Stevie Schmiedel: „Wenn ich für etwas brenne, lege ich einfach los.“ Das sah früher anders aus. „Feministin war ein Schimpfwort für mich! Ich bin 1971 geboren. Wir waren ­Popper – unpolitisch und auf Marken fixiert.“ Und dann das: Als sie mit Anfang 20 von Hamburg zum Studium nach London geht, geben ihr die Kommilitonen den Spitznamen „The German ­Feminist“! „Nur weil ich zu allem eine Meinung hatte und die auch gesagt habe.“ Stevie studiert Kommunikationswissenschaften, belegt Kurse in Geschlechterstudien.
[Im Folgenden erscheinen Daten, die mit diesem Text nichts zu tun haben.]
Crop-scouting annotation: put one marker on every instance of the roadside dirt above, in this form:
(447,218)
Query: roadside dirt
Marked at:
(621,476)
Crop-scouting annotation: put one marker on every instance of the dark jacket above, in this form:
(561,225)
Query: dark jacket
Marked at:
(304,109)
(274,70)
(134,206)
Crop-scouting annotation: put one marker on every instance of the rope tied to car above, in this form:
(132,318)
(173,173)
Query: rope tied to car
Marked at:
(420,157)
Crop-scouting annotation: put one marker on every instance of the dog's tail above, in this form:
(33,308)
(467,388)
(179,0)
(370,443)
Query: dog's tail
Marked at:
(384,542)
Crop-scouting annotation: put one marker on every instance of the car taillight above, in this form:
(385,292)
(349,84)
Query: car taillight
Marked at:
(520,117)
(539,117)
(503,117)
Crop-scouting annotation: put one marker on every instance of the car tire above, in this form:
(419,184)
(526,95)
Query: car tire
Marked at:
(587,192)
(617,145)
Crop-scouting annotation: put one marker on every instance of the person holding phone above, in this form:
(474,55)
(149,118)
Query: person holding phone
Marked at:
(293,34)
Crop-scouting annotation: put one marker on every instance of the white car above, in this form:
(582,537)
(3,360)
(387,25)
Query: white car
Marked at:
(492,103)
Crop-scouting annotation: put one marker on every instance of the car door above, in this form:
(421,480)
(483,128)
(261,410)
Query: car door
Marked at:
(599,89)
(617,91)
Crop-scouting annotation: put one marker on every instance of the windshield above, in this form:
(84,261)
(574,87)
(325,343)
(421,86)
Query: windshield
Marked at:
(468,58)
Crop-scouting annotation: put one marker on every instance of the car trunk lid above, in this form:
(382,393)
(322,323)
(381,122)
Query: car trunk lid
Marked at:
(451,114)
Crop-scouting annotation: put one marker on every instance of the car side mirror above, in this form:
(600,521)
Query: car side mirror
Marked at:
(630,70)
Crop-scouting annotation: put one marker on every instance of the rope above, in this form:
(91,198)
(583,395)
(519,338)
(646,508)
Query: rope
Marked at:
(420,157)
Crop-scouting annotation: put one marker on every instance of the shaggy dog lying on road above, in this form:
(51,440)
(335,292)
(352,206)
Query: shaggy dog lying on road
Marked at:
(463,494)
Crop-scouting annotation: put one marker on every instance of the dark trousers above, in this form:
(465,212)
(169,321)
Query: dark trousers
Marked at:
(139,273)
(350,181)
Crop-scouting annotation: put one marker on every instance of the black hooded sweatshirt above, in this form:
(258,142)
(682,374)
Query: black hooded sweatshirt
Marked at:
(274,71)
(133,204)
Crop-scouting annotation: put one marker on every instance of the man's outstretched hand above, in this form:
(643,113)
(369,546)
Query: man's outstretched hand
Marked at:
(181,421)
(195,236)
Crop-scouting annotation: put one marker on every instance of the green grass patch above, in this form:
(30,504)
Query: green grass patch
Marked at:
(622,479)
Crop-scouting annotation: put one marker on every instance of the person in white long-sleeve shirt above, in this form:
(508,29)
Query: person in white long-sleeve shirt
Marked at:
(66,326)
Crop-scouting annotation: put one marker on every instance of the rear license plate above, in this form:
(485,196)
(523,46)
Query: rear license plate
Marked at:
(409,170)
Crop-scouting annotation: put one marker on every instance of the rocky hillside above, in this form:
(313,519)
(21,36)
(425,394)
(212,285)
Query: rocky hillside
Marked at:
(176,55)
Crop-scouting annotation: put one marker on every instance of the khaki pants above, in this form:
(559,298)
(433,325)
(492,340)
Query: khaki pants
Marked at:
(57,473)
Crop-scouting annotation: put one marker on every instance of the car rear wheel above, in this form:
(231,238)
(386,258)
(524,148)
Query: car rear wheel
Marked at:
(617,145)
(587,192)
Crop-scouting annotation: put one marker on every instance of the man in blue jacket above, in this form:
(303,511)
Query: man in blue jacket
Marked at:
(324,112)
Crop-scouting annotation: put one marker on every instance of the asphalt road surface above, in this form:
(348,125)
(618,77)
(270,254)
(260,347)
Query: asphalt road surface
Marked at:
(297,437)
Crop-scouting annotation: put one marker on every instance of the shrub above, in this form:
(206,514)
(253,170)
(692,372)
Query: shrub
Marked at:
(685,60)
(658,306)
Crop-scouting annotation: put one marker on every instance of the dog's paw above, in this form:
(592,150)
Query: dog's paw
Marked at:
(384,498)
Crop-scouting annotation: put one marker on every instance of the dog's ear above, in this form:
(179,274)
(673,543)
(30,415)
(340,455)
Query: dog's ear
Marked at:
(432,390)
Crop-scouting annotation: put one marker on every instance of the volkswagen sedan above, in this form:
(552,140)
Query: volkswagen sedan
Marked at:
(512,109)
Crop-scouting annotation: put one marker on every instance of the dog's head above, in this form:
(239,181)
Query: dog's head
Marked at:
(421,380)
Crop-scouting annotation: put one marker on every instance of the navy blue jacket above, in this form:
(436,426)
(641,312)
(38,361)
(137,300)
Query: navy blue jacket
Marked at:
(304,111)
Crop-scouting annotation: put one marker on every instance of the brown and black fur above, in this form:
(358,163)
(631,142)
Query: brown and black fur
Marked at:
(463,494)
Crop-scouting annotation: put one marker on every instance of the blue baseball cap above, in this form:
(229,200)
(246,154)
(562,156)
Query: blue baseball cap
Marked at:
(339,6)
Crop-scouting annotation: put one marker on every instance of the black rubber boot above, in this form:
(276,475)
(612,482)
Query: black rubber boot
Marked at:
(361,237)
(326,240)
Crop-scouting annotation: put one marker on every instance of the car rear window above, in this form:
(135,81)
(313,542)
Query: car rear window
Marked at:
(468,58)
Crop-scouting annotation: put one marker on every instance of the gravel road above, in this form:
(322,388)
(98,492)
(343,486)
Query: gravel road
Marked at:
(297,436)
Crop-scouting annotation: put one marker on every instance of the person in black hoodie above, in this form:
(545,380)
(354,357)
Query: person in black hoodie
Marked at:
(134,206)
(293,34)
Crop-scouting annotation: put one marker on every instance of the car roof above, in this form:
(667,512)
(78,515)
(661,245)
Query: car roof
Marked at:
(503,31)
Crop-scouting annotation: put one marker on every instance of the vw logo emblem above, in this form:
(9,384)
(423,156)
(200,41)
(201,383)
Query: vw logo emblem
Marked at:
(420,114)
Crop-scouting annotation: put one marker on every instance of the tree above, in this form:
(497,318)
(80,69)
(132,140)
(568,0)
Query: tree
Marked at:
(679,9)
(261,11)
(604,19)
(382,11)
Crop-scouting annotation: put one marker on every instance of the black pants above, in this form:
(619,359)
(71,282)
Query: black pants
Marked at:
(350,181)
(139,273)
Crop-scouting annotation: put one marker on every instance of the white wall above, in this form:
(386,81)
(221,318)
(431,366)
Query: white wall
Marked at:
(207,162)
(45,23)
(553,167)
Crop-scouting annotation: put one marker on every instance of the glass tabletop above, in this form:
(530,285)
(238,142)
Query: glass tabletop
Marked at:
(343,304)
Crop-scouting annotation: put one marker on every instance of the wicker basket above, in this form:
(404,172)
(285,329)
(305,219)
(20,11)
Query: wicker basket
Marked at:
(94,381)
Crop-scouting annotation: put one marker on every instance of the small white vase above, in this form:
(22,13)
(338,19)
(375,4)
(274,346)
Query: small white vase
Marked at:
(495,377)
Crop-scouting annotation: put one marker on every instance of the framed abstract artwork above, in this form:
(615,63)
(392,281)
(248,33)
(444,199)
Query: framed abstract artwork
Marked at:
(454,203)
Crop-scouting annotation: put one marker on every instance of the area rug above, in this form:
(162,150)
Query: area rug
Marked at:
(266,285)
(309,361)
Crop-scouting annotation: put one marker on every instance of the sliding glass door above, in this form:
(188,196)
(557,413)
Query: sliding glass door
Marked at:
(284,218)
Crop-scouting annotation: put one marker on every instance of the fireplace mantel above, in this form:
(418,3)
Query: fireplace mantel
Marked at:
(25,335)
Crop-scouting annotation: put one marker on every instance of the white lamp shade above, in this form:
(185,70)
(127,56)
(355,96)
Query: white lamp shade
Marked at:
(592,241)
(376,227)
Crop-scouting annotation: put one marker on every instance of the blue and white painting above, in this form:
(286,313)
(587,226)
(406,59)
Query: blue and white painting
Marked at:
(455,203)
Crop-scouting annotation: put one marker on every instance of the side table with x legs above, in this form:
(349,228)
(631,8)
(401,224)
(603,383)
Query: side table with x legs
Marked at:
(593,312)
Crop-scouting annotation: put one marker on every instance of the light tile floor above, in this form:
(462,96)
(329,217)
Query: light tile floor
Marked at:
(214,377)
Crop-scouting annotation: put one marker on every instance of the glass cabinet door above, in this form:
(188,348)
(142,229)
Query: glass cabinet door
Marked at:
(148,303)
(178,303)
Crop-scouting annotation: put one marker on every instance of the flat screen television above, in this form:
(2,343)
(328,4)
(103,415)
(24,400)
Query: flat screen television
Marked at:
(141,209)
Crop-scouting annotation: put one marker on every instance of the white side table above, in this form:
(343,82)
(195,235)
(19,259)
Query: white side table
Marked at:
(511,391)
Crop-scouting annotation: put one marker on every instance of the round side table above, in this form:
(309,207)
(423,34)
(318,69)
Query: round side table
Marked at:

Sie promoviert, kehrt nach Hamburg zurück – und lehrt Genderstudies. „Aber ich habe zehn Jahre gebraucht, bis ich dazu stehen konnte, dass ich Feministin bin.“

Einer ihrer wichtigsten Mitstreiter ist ihr Mann: „Er hat zwei Töchter, er ist Feminist und er liebt Pinkstinks“, strahlt Stevie Schmiedel. „Er würde am liebsten den ganzen Tag durch die Stadt laufen und Aufkleber gegen Sexismus auf Werbeplakate kleben.“

Kürzlich rief der Chef eines großen Unternehmens bei ihr an. „Er hat mich angebrüllt, ich hätte ihn viel Geld gekostet, weil er seine Werbeplakate nach zwei Tagen wieder abhängen lassen musste. Darauf räkelten sich halbnackte Frauen, und wir hatten das einer Zeitung erzählt. Da habe ich gesagt: Tut mir leid, es war nicht persönlich gemeint. Aber wissen Sie, was Sie damit für ein Frauenbild vermitteln? Und schon waren wir im Gespräch.“

In einer Kampagne der Firma Axe für ein Herren-Deo klammert sich eine nackte Frau hilflos an einen Astronauten. Darunter steht: Männer regeln den Verkehr. „Das ist übergriffig und brutal“, klagt Stevie Schmiedel. „Doch der Werberat sieht das anders. Es fließt ja kein Blut.“ Kein Wunder. „Der Werberat ­besteht aus Geschäftsleuten. Wir wollen dem Rat ein Gremium aus KulturwissenschaftlerInnen, GenderforscherInnen, SoziologInnen, PsychologInnen an die Seite stellen. Damit er effektiver wird. Dafür sammeln wir jetzt Unterschriften.“

Sexistische Werbung ist die eine Front von Stevie Schmiedels Kampf, rosafarbenes Spielzeug eine andere. Die Farbe Rosa ist die Einstiegsdroge, sagt sie. Mit Pinkstinks kämpft Stevie Schmiedel um neue, vielfältigere Rollenbilder für Mädchen. „Ich sage meinen Töchtern: Ich finde Barbie nicht doll, aber ihr könnt sie euch trotzdem von eurem Geld kaufen. Und Lillifee-Kram bringt bei uns nur die Zahnfee.“ Auch Mädchen sollen sich schmutzig machen dürfen, auf Bäume klettern, wild sein. So wild wie Stevie Schmiedel.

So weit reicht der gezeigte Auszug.